CREATE VIEW stock_ticker AS
SELECT s.short,s.long,t.date [,...] FROM stocks s JOIN ticker t ON s.stock_ID=t.stockID;

So that you can refer to stocks via short or long name.

(12) By anonymous on 2020-09-14 11:31:38 in reply to 10 [link] [source]

Data is simple financial stock market data with UNIQUE date, then columns: open, high, low, close and volume.

each table is one stock ticker

In this case, I'm probably OK with my schema?

I don't think so, and having to parametrise the table name is usually a red flag meaning that someone is not using SQL the way it was intended to be used. In this case each stock ticker is like a book type in TripeHound's example, so they might better be merged in one table. You won't have to parametrise table names if you make the ticker part of the table definition and make the constraint UNIQUE(date, ticker). Making reports per each ticker would also become an SQL problem instead of "how to iterate over multiple similarly-defined tables in $programming_language" problem; instead you'd just add a GROUP BY ticker to an aggregating query.

(13) By Adrian Ho (lexfiend) on 2020-09-14 12:57:42 in reply to 10 [link] [source]

Besides Gunter and anonymous' suggestions, you could also consider storing each counter's data in a separate SQLite file. On server-based DBMSs, this is roughly equivalent to "sharding on counter", and the same general considerations apply (e.g. you'd only ever process one counter's data at a time, and JOINS across counters are rare-to-nonexistent).

(9) By anonymous on 2020-09-14 09:59:43 in reply to 7 [link] [source]

Hi TripeHound, you are making good point about the books, will keep this in mind, thank you.

My data are financial stock prices. So database is say stocks.db and then I have one table for each stock price. Schema is the same for each table, date is UNIQUE, the rest are 5 columns of numbers, open, hi, low, close and volume. This would be example with lots of tables, it probably can't be structured any other way?

Or, another example are some economic numbers I'm scraping on a weekly basis. Again, first column, date is UNIQUE, this prevents double entries. Then I have some 10+ columns of numbers. Here tables have a different schema, since number of columns vary from table to table.

(14) By Simon Slavin (slavin) on 2020-09-14 13:56:43 in reply to 9 [source]
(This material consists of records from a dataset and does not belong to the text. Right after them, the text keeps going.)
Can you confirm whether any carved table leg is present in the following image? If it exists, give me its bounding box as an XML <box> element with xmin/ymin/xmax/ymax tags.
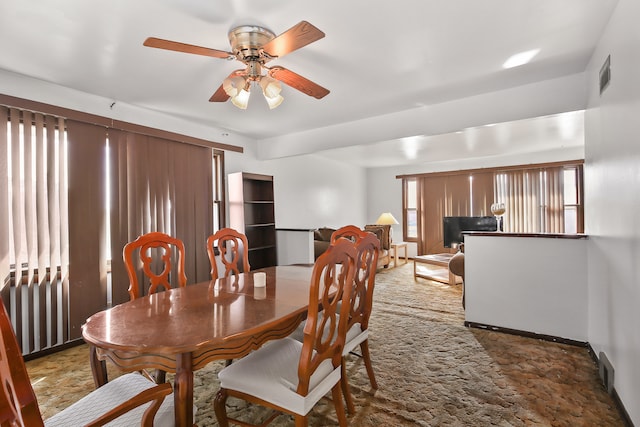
<box><xmin>173</xmin><ymin>353</ymin><xmax>193</xmax><ymax>427</ymax></box>
<box><xmin>89</xmin><ymin>345</ymin><xmax>108</xmax><ymax>388</ymax></box>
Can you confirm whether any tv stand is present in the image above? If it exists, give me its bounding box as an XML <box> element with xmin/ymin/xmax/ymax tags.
<box><xmin>411</xmin><ymin>253</ymin><xmax>462</xmax><ymax>285</ymax></box>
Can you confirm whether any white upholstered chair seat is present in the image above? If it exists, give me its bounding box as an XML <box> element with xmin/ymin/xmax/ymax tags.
<box><xmin>44</xmin><ymin>373</ymin><xmax>180</xmax><ymax>427</ymax></box>
<box><xmin>218</xmin><ymin>338</ymin><xmax>340</xmax><ymax>415</ymax></box>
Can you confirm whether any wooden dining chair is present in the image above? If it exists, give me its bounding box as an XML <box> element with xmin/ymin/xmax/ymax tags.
<box><xmin>122</xmin><ymin>231</ymin><xmax>187</xmax><ymax>384</ymax></box>
<box><xmin>214</xmin><ymin>240</ymin><xmax>356</xmax><ymax>427</ymax></box>
<box><xmin>0</xmin><ymin>303</ymin><xmax>174</xmax><ymax>427</ymax></box>
<box><xmin>122</xmin><ymin>231</ymin><xmax>187</xmax><ymax>300</ymax></box>
<box><xmin>336</xmin><ymin>231</ymin><xmax>380</xmax><ymax>413</ymax></box>
<box><xmin>207</xmin><ymin>228</ymin><xmax>251</xmax><ymax>280</ymax></box>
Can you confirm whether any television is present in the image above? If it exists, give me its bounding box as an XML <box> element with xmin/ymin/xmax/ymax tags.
<box><xmin>442</xmin><ymin>216</ymin><xmax>498</xmax><ymax>248</ymax></box>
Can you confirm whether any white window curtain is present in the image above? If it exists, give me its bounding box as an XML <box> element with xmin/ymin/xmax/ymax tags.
<box><xmin>0</xmin><ymin>106</ymin><xmax>69</xmax><ymax>352</ymax></box>
<box><xmin>494</xmin><ymin>167</ymin><xmax>564</xmax><ymax>233</ymax></box>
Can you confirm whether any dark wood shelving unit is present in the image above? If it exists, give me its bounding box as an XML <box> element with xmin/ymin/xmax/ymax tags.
<box><xmin>227</xmin><ymin>172</ymin><xmax>278</xmax><ymax>270</ymax></box>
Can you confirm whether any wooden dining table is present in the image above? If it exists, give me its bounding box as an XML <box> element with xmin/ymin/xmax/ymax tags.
<box><xmin>82</xmin><ymin>265</ymin><xmax>313</xmax><ymax>426</ymax></box>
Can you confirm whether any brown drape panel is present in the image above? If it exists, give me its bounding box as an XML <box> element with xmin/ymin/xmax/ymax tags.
<box><xmin>417</xmin><ymin>175</ymin><xmax>470</xmax><ymax>255</ymax></box>
<box><xmin>417</xmin><ymin>172</ymin><xmax>493</xmax><ymax>255</ymax></box>
<box><xmin>469</xmin><ymin>172</ymin><xmax>494</xmax><ymax>216</ymax></box>
<box><xmin>67</xmin><ymin>120</ymin><xmax>109</xmax><ymax>339</ymax></box>
<box><xmin>109</xmin><ymin>130</ymin><xmax>213</xmax><ymax>304</ymax></box>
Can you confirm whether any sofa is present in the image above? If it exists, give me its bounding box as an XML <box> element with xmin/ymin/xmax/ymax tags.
<box><xmin>313</xmin><ymin>224</ymin><xmax>391</xmax><ymax>269</ymax></box>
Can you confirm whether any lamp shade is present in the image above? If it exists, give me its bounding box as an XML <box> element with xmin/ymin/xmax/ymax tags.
<box><xmin>376</xmin><ymin>212</ymin><xmax>399</xmax><ymax>225</ymax></box>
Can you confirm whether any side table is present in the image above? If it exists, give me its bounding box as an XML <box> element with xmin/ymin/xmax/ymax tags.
<box><xmin>389</xmin><ymin>242</ymin><xmax>409</xmax><ymax>268</ymax></box>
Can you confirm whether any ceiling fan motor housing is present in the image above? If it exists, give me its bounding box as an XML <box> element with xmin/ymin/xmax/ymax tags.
<box><xmin>229</xmin><ymin>25</ymin><xmax>276</xmax><ymax>64</ymax></box>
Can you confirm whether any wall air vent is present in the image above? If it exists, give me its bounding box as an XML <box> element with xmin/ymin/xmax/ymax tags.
<box><xmin>600</xmin><ymin>55</ymin><xmax>611</xmax><ymax>95</ymax></box>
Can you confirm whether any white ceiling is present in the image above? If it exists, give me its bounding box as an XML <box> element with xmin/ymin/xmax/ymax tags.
<box><xmin>0</xmin><ymin>0</ymin><xmax>617</xmax><ymax>165</ymax></box>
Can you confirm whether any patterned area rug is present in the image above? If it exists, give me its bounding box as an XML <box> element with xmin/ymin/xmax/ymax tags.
<box><xmin>27</xmin><ymin>263</ymin><xmax>624</xmax><ymax>427</ymax></box>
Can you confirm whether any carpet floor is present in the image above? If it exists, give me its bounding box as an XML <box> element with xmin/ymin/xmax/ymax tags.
<box><xmin>27</xmin><ymin>263</ymin><xmax>625</xmax><ymax>427</ymax></box>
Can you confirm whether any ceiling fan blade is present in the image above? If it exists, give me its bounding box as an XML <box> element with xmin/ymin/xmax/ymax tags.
<box><xmin>209</xmin><ymin>85</ymin><xmax>229</xmax><ymax>102</ymax></box>
<box><xmin>263</xmin><ymin>21</ymin><xmax>324</xmax><ymax>57</ymax></box>
<box><xmin>143</xmin><ymin>37</ymin><xmax>234</xmax><ymax>59</ymax></box>
<box><xmin>209</xmin><ymin>69</ymin><xmax>246</xmax><ymax>102</ymax></box>
<box><xmin>269</xmin><ymin>67</ymin><xmax>329</xmax><ymax>99</ymax></box>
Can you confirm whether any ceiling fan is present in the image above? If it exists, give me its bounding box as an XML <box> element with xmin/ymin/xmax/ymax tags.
<box><xmin>143</xmin><ymin>21</ymin><xmax>329</xmax><ymax>109</ymax></box>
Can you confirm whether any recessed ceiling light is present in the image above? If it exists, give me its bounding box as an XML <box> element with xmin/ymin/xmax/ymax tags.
<box><xmin>502</xmin><ymin>49</ymin><xmax>540</xmax><ymax>68</ymax></box>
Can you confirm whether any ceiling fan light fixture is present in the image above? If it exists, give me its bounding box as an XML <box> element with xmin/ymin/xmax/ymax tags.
<box><xmin>264</xmin><ymin>95</ymin><xmax>284</xmax><ymax>110</ymax></box>
<box><xmin>222</xmin><ymin>76</ymin><xmax>246</xmax><ymax>98</ymax></box>
<box><xmin>260</xmin><ymin>76</ymin><xmax>282</xmax><ymax>98</ymax></box>
<box><xmin>231</xmin><ymin>89</ymin><xmax>251</xmax><ymax>110</ymax></box>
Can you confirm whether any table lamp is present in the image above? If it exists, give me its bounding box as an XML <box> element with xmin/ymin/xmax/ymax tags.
<box><xmin>376</xmin><ymin>212</ymin><xmax>399</xmax><ymax>243</ymax></box>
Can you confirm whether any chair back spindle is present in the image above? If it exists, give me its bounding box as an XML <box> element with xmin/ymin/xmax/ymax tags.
<box><xmin>122</xmin><ymin>232</ymin><xmax>187</xmax><ymax>300</ymax></box>
<box><xmin>207</xmin><ymin>228</ymin><xmax>251</xmax><ymax>280</ymax></box>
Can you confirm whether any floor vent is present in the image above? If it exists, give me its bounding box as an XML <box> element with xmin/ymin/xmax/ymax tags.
<box><xmin>598</xmin><ymin>351</ymin><xmax>613</xmax><ymax>394</ymax></box>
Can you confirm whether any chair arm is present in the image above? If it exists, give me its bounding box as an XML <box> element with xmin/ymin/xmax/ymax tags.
<box><xmin>85</xmin><ymin>383</ymin><xmax>172</xmax><ymax>427</ymax></box>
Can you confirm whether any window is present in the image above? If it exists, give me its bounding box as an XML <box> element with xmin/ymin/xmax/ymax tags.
<box><xmin>213</xmin><ymin>150</ymin><xmax>226</xmax><ymax>233</ymax></box>
<box><xmin>495</xmin><ymin>165</ymin><xmax>584</xmax><ymax>234</ymax></box>
<box><xmin>563</xmin><ymin>166</ymin><xmax>584</xmax><ymax>233</ymax></box>
<box><xmin>402</xmin><ymin>178</ymin><xmax>418</xmax><ymax>242</ymax></box>
<box><xmin>398</xmin><ymin>161</ymin><xmax>584</xmax><ymax>255</ymax></box>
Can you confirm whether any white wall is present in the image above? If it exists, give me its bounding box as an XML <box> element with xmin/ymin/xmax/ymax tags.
<box><xmin>226</xmin><ymin>150</ymin><xmax>368</xmax><ymax>229</ymax></box>
<box><xmin>464</xmin><ymin>233</ymin><xmax>588</xmax><ymax>342</ymax></box>
<box><xmin>585</xmin><ymin>0</ymin><xmax>640</xmax><ymax>425</ymax></box>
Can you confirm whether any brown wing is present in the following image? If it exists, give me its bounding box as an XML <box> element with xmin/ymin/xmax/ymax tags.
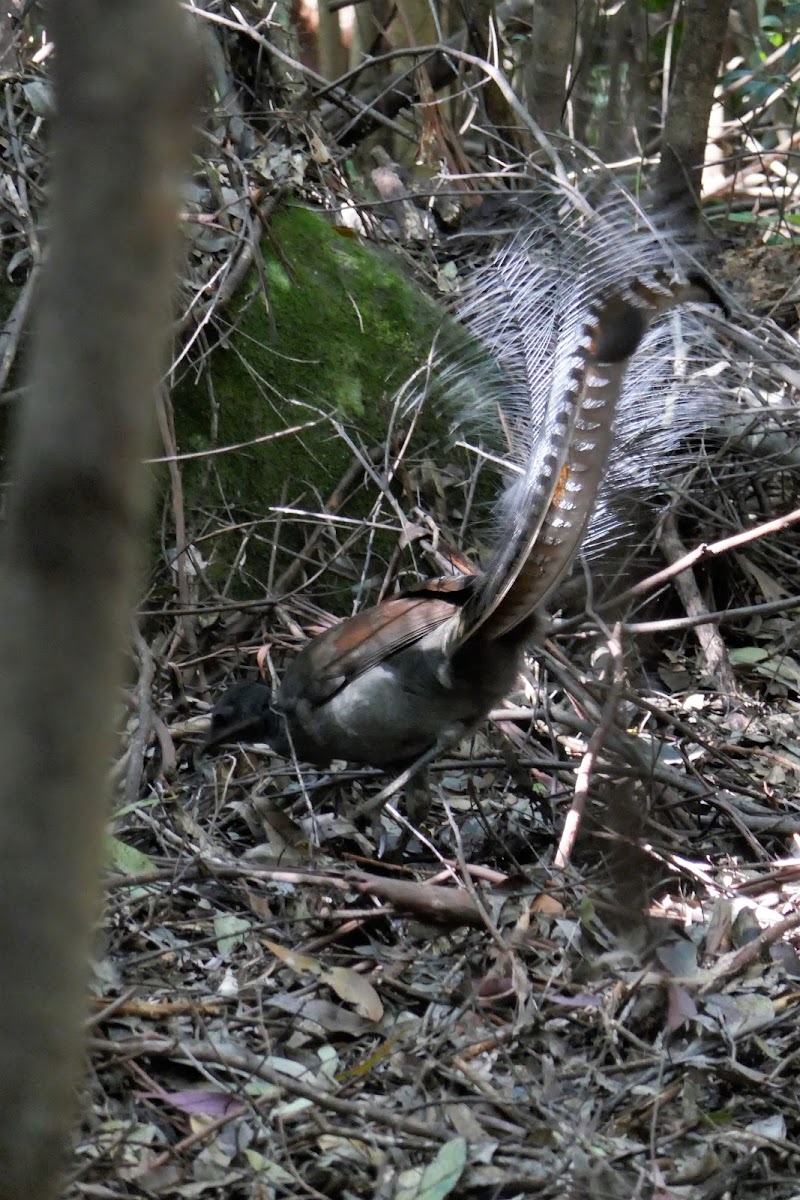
<box><xmin>279</xmin><ymin>577</ymin><xmax>471</xmax><ymax>707</ymax></box>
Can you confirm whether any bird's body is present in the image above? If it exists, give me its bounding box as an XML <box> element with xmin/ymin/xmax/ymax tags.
<box><xmin>209</xmin><ymin>199</ymin><xmax>714</xmax><ymax>767</ymax></box>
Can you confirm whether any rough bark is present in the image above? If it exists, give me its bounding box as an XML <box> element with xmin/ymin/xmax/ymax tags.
<box><xmin>525</xmin><ymin>0</ymin><xmax>578</xmax><ymax>133</ymax></box>
<box><xmin>0</xmin><ymin>0</ymin><xmax>196</xmax><ymax>1200</ymax></box>
<box><xmin>656</xmin><ymin>0</ymin><xmax>730</xmax><ymax>209</ymax></box>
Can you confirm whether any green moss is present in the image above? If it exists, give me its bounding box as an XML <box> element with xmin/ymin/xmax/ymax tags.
<box><xmin>174</xmin><ymin>208</ymin><xmax>455</xmax><ymax>600</ymax></box>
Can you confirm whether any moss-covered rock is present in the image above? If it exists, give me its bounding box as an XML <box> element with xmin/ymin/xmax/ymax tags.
<box><xmin>174</xmin><ymin>208</ymin><xmax>455</xmax><ymax>600</ymax></box>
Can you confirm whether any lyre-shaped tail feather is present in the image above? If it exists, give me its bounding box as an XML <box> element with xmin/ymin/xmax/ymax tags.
<box><xmin>459</xmin><ymin>204</ymin><xmax>716</xmax><ymax>644</ymax></box>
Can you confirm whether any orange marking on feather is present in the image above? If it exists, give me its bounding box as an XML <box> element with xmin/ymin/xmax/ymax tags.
<box><xmin>551</xmin><ymin>462</ymin><xmax>570</xmax><ymax>504</ymax></box>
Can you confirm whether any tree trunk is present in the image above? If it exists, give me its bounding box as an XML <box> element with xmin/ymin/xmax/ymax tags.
<box><xmin>0</xmin><ymin>0</ymin><xmax>194</xmax><ymax>1200</ymax></box>
<box><xmin>656</xmin><ymin>0</ymin><xmax>730</xmax><ymax>210</ymax></box>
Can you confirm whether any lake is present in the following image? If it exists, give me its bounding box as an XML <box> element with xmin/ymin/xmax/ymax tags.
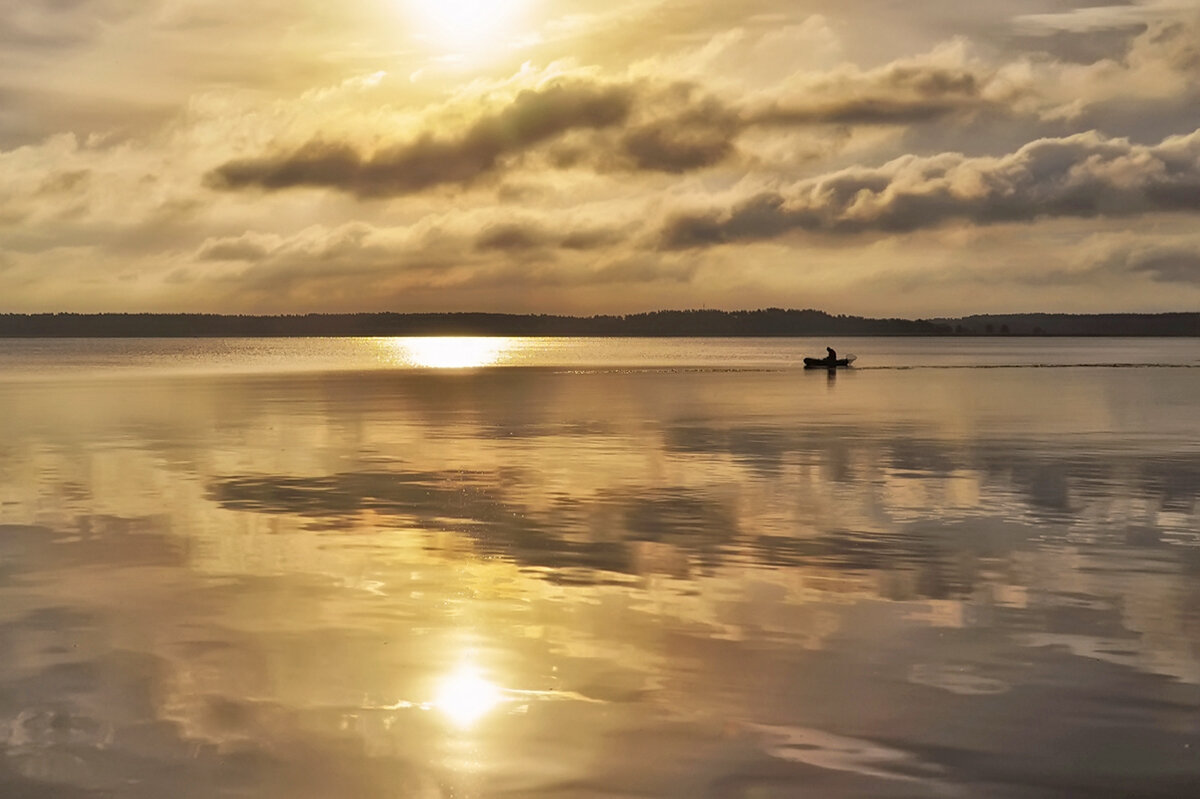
<box><xmin>0</xmin><ymin>338</ymin><xmax>1200</xmax><ymax>799</ymax></box>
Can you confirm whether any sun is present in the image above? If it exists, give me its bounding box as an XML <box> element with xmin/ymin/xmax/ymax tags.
<box><xmin>388</xmin><ymin>336</ymin><xmax>512</xmax><ymax>370</ymax></box>
<box><xmin>432</xmin><ymin>665</ymin><xmax>504</xmax><ymax>729</ymax></box>
<box><xmin>403</xmin><ymin>0</ymin><xmax>532</xmax><ymax>56</ymax></box>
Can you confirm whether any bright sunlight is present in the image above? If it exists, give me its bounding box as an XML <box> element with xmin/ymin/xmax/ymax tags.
<box><xmin>390</xmin><ymin>336</ymin><xmax>512</xmax><ymax>370</ymax></box>
<box><xmin>432</xmin><ymin>666</ymin><xmax>504</xmax><ymax>729</ymax></box>
<box><xmin>404</xmin><ymin>0</ymin><xmax>530</xmax><ymax>56</ymax></box>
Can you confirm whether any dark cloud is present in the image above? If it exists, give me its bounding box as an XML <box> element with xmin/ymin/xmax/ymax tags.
<box><xmin>746</xmin><ymin>62</ymin><xmax>994</xmax><ymax>125</ymax></box>
<box><xmin>660</xmin><ymin>131</ymin><xmax>1200</xmax><ymax>250</ymax></box>
<box><xmin>475</xmin><ymin>222</ymin><xmax>620</xmax><ymax>252</ymax></box>
<box><xmin>210</xmin><ymin>82</ymin><xmax>634</xmax><ymax>197</ymax></box>
<box><xmin>1106</xmin><ymin>246</ymin><xmax>1200</xmax><ymax>284</ymax></box>
<box><xmin>475</xmin><ymin>224</ymin><xmax>551</xmax><ymax>251</ymax></box>
<box><xmin>196</xmin><ymin>234</ymin><xmax>271</xmax><ymax>260</ymax></box>
<box><xmin>209</xmin><ymin>62</ymin><xmax>1032</xmax><ymax>197</ymax></box>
Here's what tells us you're probably doing something wrong: you have multiple tables with the same structure. To people who are experienced with SQL, this is a very obvious sign. Not only does it mean that your programming will be inefficient, but it means that your software will take longer to run, that your database will take more space in storage.

Examples of why doing it this way is bad

SQLite is extremely well optimized for searching through an index. It does it very quickly, with a minimum of memory used. However, the design of SQL assumes you will have a limited number of tables. Because of this SQLite is not well optimized for searching through a long list of tables. Every operation which includes a table name requires this search. It takes far longer to search through a thousand table names than it does to search through a thousand values in an index.

SQLite's database file is based around pages. Each page is assigned to a table or an index. If a table or an index doesn't take up an entire page, then the unused part of the page is wasted. Suppose your database holds data for a thousand stocks. Then you will have a thousand pages partially unused. This takes up valuable storage space, makes backups take longer, etc..

(The above section is slightly distorted and dramatically simplified for clarity.)

Suggested new structure

If you have two or more tables with the same columns and the same indexes, those tables should be merged into one table. You add an extra column to hold what was previously the table name.

This may require changing your primary key. It looks like for your existing primary key was a date field. It looks like you had a separate table for each stock. So your new primary key should be (stock, date). SQLite will ensure that each combination of those two is unique.

How to proceed

Don't import your existing CSV files into many separate tables. Or if you've already done so, drop those tables. Instead import your existing CSV files into one big table, setting the extra column for the stock code as you do so.